Catanzaro-Avellino, nuova tappa del processo infinito

Catanzaro-Avellino, nuova tappa del processo infinito

20 febbraio 2018

Claudio De Vito – Il processo sportivo per la presunta tentata combine di Catanzaro-Avellino del 5 maggio 2013 si arricchisce di una nuova tappa ulteriore a quella già fissata dell’11 aprile, quando si terrà l’udienza-bis d’appello davanti alla Corte Federale. Cinque giorni prima, venerdì 6 aprile, infatti la Procura Federale ascolterà Ambra Cosentino il cui deferimento per omessa denuncia fu stralciato dall’accusa nel corso del procedimento.
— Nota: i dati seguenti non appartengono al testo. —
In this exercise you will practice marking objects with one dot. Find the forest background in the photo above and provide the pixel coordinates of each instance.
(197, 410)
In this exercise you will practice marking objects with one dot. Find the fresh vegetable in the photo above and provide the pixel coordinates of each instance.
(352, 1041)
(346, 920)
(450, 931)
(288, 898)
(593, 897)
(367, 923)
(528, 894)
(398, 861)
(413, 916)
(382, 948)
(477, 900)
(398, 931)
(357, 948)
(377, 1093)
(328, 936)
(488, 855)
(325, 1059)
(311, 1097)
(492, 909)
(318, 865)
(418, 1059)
La figlia di Giuseppe Cosentino, all’epoca dei fatti membro del CdA del club giallorosso, era stata deferita il 27 novembre, salvo poi vedersi revocare il procedimento a suo carico. Dallo stralcio della posizione di Ambra Cosentino derivò l’eccezione preliminare di carattere procedurale promossa dai legali delle parti in causa sull’inammissibilità di tutti i deferimenti formulati (quelli riguardanti i soggetti coinvolti per presunto illecito sportivo ed altri due per omessa denuncia).
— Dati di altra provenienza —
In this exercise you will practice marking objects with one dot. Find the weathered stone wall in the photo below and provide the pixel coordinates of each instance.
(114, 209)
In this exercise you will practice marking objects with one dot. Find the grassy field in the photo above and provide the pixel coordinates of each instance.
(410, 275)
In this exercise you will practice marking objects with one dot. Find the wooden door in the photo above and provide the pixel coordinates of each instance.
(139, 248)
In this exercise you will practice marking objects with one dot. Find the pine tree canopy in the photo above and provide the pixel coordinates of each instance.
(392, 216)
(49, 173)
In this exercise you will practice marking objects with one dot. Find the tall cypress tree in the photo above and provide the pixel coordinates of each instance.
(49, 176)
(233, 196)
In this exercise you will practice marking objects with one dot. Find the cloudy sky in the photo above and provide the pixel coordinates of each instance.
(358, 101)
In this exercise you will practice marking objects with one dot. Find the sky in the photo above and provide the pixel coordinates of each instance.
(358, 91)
Il Tribunale Federale Nazionale, nel motivare il verdetto di proscioglimento emesso il 19 dicembre, esordì ritenendo “di poter prescindere dall’esame delle eccezioni preliminari, in ragione del fatto che il deferimento appare infondato”. Il TFN si concentrò direttamente sulla carenza probatoria dell’accusa, ma con l’audizione di Ambra Cosentino la questione preliminare procedurale torna d’attualità aspettando l’udienza dell’11 aprile.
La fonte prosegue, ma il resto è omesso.